8. Forty per cent of passengers are travelling to visit friends or relatives (12 months ending March 2004).
9. The airport handled 16.05 million scheduled international passengers in the 12 months ending May 2004.
10. Fifty-five per cent of passengers are men (12 months ending March 2004).
The challenges of Running an airport hotel
– Busy times in an airport hotel are likely to be 11pm, when guests check in, and 5am.
– Average stay is one night, so the time-slot for wowing guests is small.
– Properties are often isolated, offering hoteliers a good opportunity to gain food and beverage revenue.
The 500 bedrooms have been decorated in three themes – ocean, urban and chilli. Chilli is a combination of spicy reds and organic shapes. Ocean offers a mix of blues, greens and neutrals, offset by the curves of the furniture, while urban offers cool marble and warm reds. Each room has high-speed internet connection, an LCD television, pay TV, and laptop safes. There are also 26 meeting rooms, the largest of which will hold 400 people theatre-style. All have air conditioning, natural daylight and access to state-of-the-art presentation technology.
There will also soon be a health club, which will be free to residents, with memberships available for non-residents.

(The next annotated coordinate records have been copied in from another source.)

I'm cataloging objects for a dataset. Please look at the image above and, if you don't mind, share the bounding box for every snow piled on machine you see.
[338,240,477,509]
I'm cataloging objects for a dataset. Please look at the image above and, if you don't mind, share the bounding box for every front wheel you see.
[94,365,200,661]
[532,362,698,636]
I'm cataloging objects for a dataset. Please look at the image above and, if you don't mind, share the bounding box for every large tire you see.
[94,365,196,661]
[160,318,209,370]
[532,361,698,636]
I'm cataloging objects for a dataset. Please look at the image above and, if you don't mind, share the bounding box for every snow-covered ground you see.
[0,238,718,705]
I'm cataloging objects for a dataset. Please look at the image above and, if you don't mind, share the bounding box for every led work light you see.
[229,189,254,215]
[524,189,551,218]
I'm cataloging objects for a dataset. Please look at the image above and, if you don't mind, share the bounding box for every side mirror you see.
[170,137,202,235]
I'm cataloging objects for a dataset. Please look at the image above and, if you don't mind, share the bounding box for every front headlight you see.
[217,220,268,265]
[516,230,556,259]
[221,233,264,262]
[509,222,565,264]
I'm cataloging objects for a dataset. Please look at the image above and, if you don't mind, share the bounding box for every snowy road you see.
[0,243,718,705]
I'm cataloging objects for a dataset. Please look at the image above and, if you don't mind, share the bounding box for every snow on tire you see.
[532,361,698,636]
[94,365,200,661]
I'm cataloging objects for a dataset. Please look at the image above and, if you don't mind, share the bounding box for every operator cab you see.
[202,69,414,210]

It will offer a swimming pool, saunas, steam rooms, and a fully equipped gym with exercise and aerobic areas.
According to consultancy Deloitte, data for the first quarter of 2004 is encouraging for the UK’s leading airports – London’s Heathrow and Gatwick. Revenue per available room increased by 5% at Heathrow and 11% at Gatwick during this period.

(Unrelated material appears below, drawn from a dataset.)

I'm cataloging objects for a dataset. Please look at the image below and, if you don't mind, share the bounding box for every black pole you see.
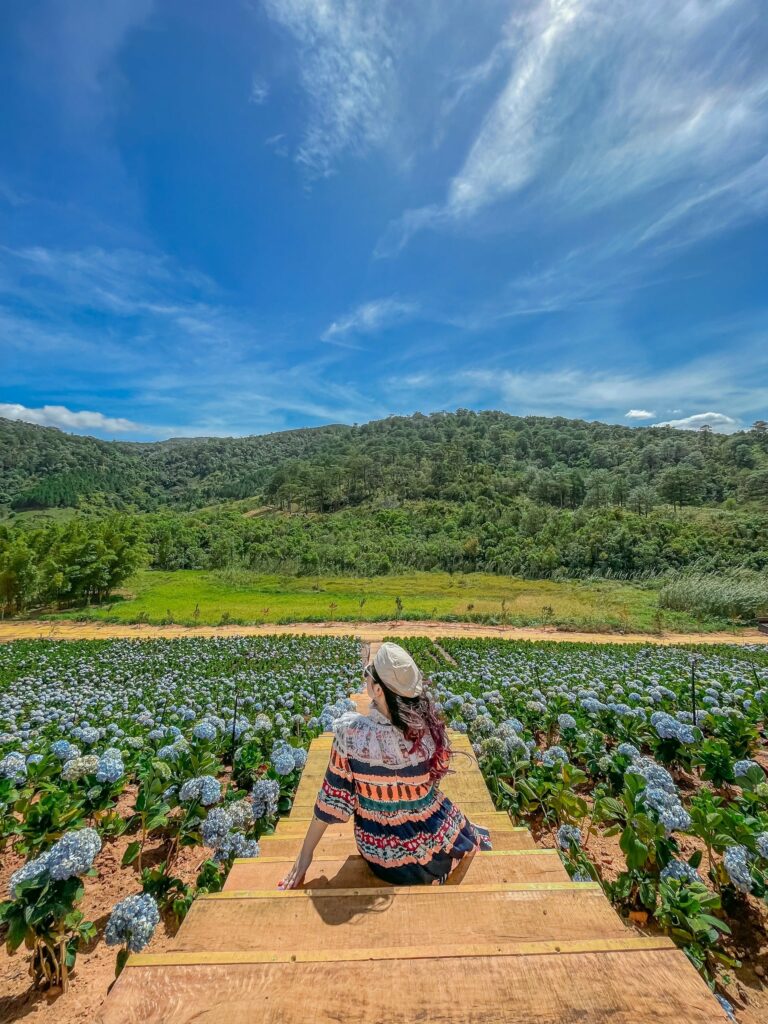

But it is the growth of the budget airlines that is dictating the growth of smaller airports, such as Stansted.
Stansted began as a Second World War bomber airfield. Plans to turn it into a Nato base in the 1950s were scrapped and the airfield became a commercial operation. The 1960s saw Stansted booming, as charter package holidays to the Mediterranean caught the imagination of the British holiday-maker.
Stansted was first mooted as London’s third airport in the early 1960s. A public inquiry report, published in 1984, recommended approval for development in two phases, taking capacity to eight million and then 15 million passengers a year.
Work on a new terminal began in 1986, and this was opened in 1991. An extension was opened in 2002 to enable it to handle about 15 million passengers, and there are plans to extend it further to take its capacity to about 25 million a year.